**SHARMI DAS.   N01639206**

**FINAL OUTCOME FROM THIS NOTEBOOK**

**Best Hyperparameters: {'lr': 0.001, 'wd': 1e-06, 'dropout': 0.3}**

**Best Validation Accuracy: 84.52667124542124**

# LSTM Sentiment Analysis Model Definition

This code defines an LSTM (Long Short-Term Memory) neural network model using PyTorch for sentiment analysis. It includes an embedding layer, LSTM layers, and a fully connected output layer. The model computes the forward pass and calculates the loss using binary cross-entropy with logits. It also incorporates dropout for regularization during training.


In [None]:
import numpy as np
import torch
import torch.nn as nn
import torch.nn.functional as F
import torch.optim as optim
from torch.autograd import Variable
import torch.distributed as dist

import time
import os
import sys
import io

class LSTM_model(nn.Module):
    def __init__(self,vocab_size,n_hidden):
        super(LSTM_model, self).__init__()

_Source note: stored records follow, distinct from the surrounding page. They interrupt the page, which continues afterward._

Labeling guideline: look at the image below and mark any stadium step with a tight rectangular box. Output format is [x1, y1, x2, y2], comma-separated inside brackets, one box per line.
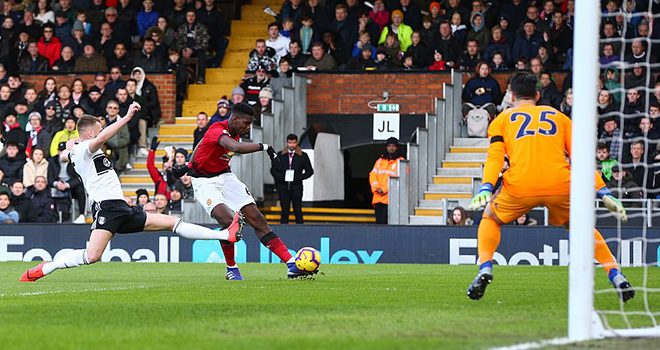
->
[428, 184, 472, 192]
[419, 198, 472, 208]
[436, 168, 482, 177]
[433, 176, 473, 184]
[414, 208, 443, 216]
[159, 124, 196, 135]
[175, 117, 197, 124]
[183, 101, 218, 117]
[226, 37, 264, 53]
[158, 135, 194, 142]
[444, 153, 487, 161]
[450, 146, 488, 153]
[240, 5, 280, 22]
[231, 21, 270, 37]
[250, 0, 283, 6]
[206, 68, 246, 83]
[442, 161, 484, 168]
[453, 138, 489, 147]
[409, 215, 444, 225]
[424, 192, 473, 200]
[222, 52, 250, 69]
[188, 84, 238, 100]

        self.embedding = nn.Embedding(vocab_size,n_hidden)#,padding_idx=0)

        #self.lstm = nn.LSTM(n_hidden,n_hidden)
        self.lstm = nn.LSTM(n_hidden,n_hidden,num_layers=2,dropout=0.4)
        self.fc_output = nn.Linear(n_hidden, 1)

        #self.loss = nn.CrossEntropyLoss()
        self.loss = nn.BCEWithLogitsLoss()

    def forward(self, X, t, train=True):

        embed = self.embedding(X) # batch_size, time_steps, features
        no_of_timesteps = embed.shape[1]
        n_hidden = embed.shape[2]
        input = embed.permute(1, 0, 2) # input : [len_seq, batch_size, embedding_dim]
        hidden_state = Variable(torch.zeros(2*1, len(X), n_hidden)).cuda() # [num_layers(=2) * num_directions(=1), batch_size, n_hidden]
        cell_state = Variable(torch.zeros(2*1, len(X), n_hidden)).cuda() # [num_layers(=2) * num_directions(=1), batch_size, n_hidden]
        # final_hidden_state, final_cell_state : [num_layers(=2) * num_directions(=1), batch_size, n_hidden]
        output, (final_hidden_state, final_cell_state) = self.lstm(input, (hidden_state, cell_state))
        #output = output.permute(1, 2, 0) # output : [batch_size, n_hidden, len_seq]
        h = output[-1]
        #pool = nn.MaxPool1d(no_of_timesteps)
        #h = pool(output)
        h = h.view(h.size(0),-1)
        h = self.fc_output(h)
        return self.loss(h[:,0],t), h[:,0]#F.softmax(h, dim=1)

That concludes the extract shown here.